Toutefois, pour plus d’efficacité sur le terrain, des actions fortes vis-à-vis de la cible directe, les promoteurs immobiliers en l’occurrence, doivent être prises par les organismes en charge de la délivrance des permis de construire. Jusqu’ici, les usagers dont la demande d’autorisation de construire reçoit l’avis favorable des services techniques de la municipalité, reçoivent la Décision Municipale leur accordant le Permis de Construire par simple décharge dans un registre. Sans  qu’il ne leur soit signifier de manière active, le sens prescriptions et obligations qui sont les leurs, aussi bien en matière de respect des normes d’urbanisme que vis-à-vis des acteurs (entrepreneurs, maître d’œuvre) qu’ils comptent engager pour conduire à bien les travaux envisagés. Les rapports entre promoteurs immobiliers (maîtres d’ouvrage) et techniciens étant souvent emprunts de suspicion, organiser une cérémonie de remise solennelle desdites Décisions peut donc renforcer la prise de conscience de ces acteurs.

Enfin, pour résolument empêcher les effondrements, l’instauration d’une Commission d’inspection des chantiers urbains en cours, serait salutaire. Celle-ci aurait pour mission de visiter les chantiers pour relever les écarts constatés (entre prévisions et réalisations) et les notifier au maître d’ouvrage pour prise de décision conséquente.

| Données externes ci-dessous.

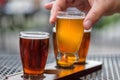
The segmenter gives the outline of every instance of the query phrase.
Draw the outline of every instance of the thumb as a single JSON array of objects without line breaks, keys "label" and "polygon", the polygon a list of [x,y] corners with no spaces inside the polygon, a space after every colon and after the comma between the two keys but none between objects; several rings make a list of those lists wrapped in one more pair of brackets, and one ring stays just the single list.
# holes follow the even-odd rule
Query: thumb
[{"label": "thumb", "polygon": [[90,29],[104,14],[104,7],[100,4],[94,3],[83,22],[85,29]]}]

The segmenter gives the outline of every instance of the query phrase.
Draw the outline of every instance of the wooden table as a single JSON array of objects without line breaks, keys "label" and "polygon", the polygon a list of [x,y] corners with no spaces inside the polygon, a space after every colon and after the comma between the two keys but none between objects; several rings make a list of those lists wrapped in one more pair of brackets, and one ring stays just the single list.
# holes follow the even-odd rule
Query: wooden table
[{"label": "wooden table", "polygon": [[80,77],[102,69],[102,62],[87,61],[85,65],[74,65],[73,69],[56,68],[55,63],[47,64],[43,79],[23,79],[22,72],[9,75],[6,80],[80,80]]}]

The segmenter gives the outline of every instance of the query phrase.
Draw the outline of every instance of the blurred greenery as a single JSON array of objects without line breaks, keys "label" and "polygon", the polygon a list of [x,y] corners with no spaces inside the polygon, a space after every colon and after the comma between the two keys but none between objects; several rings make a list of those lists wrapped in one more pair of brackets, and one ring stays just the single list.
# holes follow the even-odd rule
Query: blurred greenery
[{"label": "blurred greenery", "polygon": [[94,25],[94,29],[102,30],[103,28],[108,27],[108,25],[115,24],[118,21],[120,22],[120,14],[104,16]]}]

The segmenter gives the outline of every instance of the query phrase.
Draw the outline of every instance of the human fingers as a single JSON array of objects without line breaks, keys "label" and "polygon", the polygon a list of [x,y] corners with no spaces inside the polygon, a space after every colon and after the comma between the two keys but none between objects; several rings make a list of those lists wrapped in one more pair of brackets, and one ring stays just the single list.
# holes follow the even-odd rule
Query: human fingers
[{"label": "human fingers", "polygon": [[104,12],[104,6],[102,4],[98,4],[98,2],[94,2],[83,22],[84,28],[90,29],[95,24],[95,22],[104,15]]},{"label": "human fingers", "polygon": [[55,2],[55,1],[52,1],[52,2],[50,2],[50,3],[45,4],[45,8],[48,9],[48,10],[51,10],[54,2]]},{"label": "human fingers", "polygon": [[66,9],[66,0],[56,0],[51,8],[50,23],[54,24],[58,11],[64,11]]}]

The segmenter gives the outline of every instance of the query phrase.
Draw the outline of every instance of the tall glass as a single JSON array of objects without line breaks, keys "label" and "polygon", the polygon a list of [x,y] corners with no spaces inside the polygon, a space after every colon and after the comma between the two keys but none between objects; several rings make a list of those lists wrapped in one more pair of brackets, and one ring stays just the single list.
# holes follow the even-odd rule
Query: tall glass
[{"label": "tall glass", "polygon": [[86,57],[87,57],[89,45],[90,45],[90,37],[91,37],[91,29],[84,30],[82,43],[81,43],[79,51],[78,51],[79,59],[77,60],[76,63],[80,63],[80,64],[86,63]]},{"label": "tall glass", "polygon": [[76,61],[76,53],[82,42],[84,13],[58,12],[56,21],[56,39],[58,47],[57,64],[70,68]]},{"label": "tall glass", "polygon": [[49,33],[20,32],[19,38],[24,76],[42,76],[48,56]]}]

S’agissant des bâtiments déjà érigés, encore en travaux ou déjà en exploitation, et dont le risque de chute est perceptible à vue, les services techniques de la municipalité, comme déjà fait à Douala d’après une actualité récente, pourraient faire leur inventaire, analyser et évaluer la criticité de chacun, les notifier à chaque propriétaire afin celui-ci se réfère aux experts pour trouver les solutions idoines en vue de leur renforcement, ou leur déconstruction.  

 

"Prévenir vaut mieux que guérir", disent les professionnels de la santé. Que dire en plus pour conclure ce message? Pas vraiment grand-chose. Du moins, en 2021.